If only that were true. Repeat after me: "If it is to be it´s up to me." Becoming debt free will not happen through some software and to keep doing what you´ve been doing, because you´ll keep getting the same results. If you keep doing what you´ve been doing, these MMAs just have you $3,500 or so further in the hole!

MMAs are designed to take every extra dollar in your account and apply this full amount to the balance of your loan in order to reduce your interest. To accomplish that, you will need to set up a line of credit where your entire paycheck is deposited and immediately goes onto your loan balance. That sounds great if you only deposited your pay and that were the end! But the first thing all of us do after we deposit our check is take out money to pay bills and to live on.

Here is an example using $1,500 each pay period:

On the 1st of the month, the whole $1,500 is deposited to the line of credit and thus onto the mortgage balance.

On the same day, the regular mortgage payment comes out of the account, we take out money for groceries, life, utilities, the phone bill and whatever else. The next day or two days, tops – what´s left? Maybe $100?

The magic savings: 1 day of $1,500, or 25 cents of interest and 49 cents a month for the extra $100 that´s actually left.

The middle of the month, another $1,500 is deposited. Once again, however, groceries, gas, money to live on, credit card payments, car payments, insurance and whatever else comes out within a day or two. The $1,500 has, again saved 25 cents of interest and if another $100 is left after everything else is paid, there´s another 24 cents of interest saved for the last two weeks of the month.

The final score: $1.23 of interest savings. At that rate, you have to know you will never even come close to recovering the $3,500 cost of this software!

At the end of the day, only the money you are NOT spending "sticks" in your account and can go to work on your loan balance. If that amount is the $200 in our example – send it in with your next payment. You´ll accomplish much the same thing!

If your income is higher, or your payments are less, you´ll have more money left over at the end of the month and can still send it to your lender as a principal reduction.

But if you run out of money before you run out of month – you´re now about to make things worse – much worse. This magical account is a line of credit that you can also tap into beyond the deposits from your income. That makes it very likely you´re not only out the $3,500, but potentially going further into debt! This is not a question of spending money to make money. It is spending money to waste money. In fact, the nationally syndicated Clark Howard gives it a "rip-off alert," and rightly so.

Another line of credit and possibly more debt is the last thing anyone needs, and it does not solve financial problems or make magic payments on your mortgage loan. If someone suggested that the best way to lose 30 pounds is to first bulk up and gain another 20, you´d tell them to get lost. If that doesn´t sound right, is it any different to spend $3,500 in order to save money?

There is no feeling quite like being mortgage free, but you cannot buy your way to that goal.

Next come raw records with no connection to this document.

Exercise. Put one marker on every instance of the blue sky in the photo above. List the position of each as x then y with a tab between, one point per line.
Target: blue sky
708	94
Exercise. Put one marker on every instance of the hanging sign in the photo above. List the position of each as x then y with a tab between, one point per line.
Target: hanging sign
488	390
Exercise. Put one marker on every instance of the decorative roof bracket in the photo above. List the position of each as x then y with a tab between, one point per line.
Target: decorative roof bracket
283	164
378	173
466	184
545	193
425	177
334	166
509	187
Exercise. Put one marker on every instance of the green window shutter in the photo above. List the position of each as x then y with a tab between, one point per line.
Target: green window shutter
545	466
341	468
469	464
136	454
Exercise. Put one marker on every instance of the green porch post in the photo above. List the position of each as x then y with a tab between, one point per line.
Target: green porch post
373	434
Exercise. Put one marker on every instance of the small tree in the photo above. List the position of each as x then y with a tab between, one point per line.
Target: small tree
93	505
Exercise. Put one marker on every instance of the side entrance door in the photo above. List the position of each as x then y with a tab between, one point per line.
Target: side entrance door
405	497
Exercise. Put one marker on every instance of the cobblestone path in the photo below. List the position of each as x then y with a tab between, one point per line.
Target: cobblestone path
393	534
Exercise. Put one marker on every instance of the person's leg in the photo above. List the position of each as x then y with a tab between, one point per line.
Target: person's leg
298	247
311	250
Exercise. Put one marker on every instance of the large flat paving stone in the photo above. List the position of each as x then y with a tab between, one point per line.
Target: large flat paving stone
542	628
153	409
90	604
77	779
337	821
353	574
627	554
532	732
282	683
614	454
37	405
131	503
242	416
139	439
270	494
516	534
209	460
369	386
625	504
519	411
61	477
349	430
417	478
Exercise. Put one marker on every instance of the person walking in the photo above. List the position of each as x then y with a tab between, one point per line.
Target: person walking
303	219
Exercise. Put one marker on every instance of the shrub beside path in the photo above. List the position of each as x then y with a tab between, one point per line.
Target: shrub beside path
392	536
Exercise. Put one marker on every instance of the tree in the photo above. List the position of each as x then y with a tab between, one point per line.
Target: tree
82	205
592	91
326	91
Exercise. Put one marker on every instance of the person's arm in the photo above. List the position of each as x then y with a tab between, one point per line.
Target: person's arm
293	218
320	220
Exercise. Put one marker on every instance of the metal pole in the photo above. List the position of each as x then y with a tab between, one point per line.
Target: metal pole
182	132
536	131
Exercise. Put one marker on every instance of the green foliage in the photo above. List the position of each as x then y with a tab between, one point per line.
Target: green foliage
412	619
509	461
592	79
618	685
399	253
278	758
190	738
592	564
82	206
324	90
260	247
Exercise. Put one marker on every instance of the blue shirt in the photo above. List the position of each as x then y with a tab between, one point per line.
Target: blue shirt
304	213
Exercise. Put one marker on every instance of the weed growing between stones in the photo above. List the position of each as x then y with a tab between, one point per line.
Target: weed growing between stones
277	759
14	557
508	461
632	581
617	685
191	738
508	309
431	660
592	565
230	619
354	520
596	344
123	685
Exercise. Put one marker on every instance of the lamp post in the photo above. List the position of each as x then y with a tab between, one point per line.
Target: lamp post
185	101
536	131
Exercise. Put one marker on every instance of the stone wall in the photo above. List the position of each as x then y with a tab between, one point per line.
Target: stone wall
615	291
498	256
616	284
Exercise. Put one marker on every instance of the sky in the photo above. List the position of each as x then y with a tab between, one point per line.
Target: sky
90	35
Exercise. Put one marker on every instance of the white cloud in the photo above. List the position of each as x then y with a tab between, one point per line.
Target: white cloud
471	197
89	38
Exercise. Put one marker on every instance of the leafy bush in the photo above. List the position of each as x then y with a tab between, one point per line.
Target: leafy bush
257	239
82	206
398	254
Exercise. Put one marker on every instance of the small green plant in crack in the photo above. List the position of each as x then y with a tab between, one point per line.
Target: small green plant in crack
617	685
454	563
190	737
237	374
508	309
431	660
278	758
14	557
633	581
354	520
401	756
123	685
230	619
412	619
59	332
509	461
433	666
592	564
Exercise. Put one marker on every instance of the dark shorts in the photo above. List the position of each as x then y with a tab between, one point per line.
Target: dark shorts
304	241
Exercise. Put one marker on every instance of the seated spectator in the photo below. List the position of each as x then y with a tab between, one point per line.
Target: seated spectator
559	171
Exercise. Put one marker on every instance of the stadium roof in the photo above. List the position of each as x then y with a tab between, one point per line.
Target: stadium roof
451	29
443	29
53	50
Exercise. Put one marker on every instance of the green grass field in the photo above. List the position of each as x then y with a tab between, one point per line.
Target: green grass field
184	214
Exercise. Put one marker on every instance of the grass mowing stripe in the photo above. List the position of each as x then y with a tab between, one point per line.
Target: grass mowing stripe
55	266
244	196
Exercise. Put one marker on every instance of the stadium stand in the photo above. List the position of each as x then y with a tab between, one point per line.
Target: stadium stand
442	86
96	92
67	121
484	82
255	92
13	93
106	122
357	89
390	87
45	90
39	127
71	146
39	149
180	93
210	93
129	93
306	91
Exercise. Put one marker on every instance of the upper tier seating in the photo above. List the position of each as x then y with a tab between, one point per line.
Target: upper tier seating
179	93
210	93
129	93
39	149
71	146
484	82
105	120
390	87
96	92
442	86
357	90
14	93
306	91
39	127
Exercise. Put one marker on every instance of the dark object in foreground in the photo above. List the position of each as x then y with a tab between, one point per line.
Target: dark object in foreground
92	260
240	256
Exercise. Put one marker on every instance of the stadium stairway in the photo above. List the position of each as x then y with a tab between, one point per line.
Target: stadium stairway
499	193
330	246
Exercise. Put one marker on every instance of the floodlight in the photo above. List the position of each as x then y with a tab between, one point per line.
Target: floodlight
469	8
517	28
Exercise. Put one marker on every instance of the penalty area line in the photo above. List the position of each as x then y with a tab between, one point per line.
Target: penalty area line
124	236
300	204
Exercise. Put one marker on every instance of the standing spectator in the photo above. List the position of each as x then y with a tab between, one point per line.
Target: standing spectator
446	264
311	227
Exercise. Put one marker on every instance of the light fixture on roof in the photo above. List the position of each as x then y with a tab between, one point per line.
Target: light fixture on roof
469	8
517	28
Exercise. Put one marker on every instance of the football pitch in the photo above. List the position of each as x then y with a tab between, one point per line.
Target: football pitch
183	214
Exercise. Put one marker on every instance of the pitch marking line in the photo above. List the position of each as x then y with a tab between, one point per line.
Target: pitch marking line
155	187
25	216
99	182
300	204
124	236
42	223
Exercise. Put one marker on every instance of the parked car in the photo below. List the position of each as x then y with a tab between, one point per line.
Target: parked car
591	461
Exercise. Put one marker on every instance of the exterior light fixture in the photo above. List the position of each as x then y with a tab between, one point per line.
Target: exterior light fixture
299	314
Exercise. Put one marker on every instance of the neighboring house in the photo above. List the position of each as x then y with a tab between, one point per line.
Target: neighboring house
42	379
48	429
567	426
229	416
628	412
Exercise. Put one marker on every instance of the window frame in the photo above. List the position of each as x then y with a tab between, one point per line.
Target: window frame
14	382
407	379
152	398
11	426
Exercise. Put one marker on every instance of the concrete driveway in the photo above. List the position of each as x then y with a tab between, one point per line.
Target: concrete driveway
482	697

The only way to get there is by adjusting your spending and by paying more towards your mortgage, more often. Do not fall for these high pressure sales tactics, information you do not understand, or the line that this cannot be explained on the phone. Trust your intuition and the warning sirens in your brain when you are being told that you do not need to change your lifestyle and don´t need any extra income in order to pay off your mortgage in maybe one-third of the time.

You can only reduce your balance with money that´s left over after all your other bills are paid. Besides, for right now, the focus should be on the 10 or 20 percent rates of your car loans and/or credit cards. When they are paid off, you´ll have all the money in the world to apply to your mortgage!

Many people look for an easy way out of trouble, bad eating habits, or our financial situation. There are no pills to make someone skinny, and hope alone is the worst recipe for financial success, which is exactly what this program targets. Sorry, spending $3,500 makes you go broke and some salesperson very rich. There are no shortcuts to becoming debt free. It takes spending less, saving more, having a budget that lets you stay on track and paying more money, paying more often. And it´s so worth it!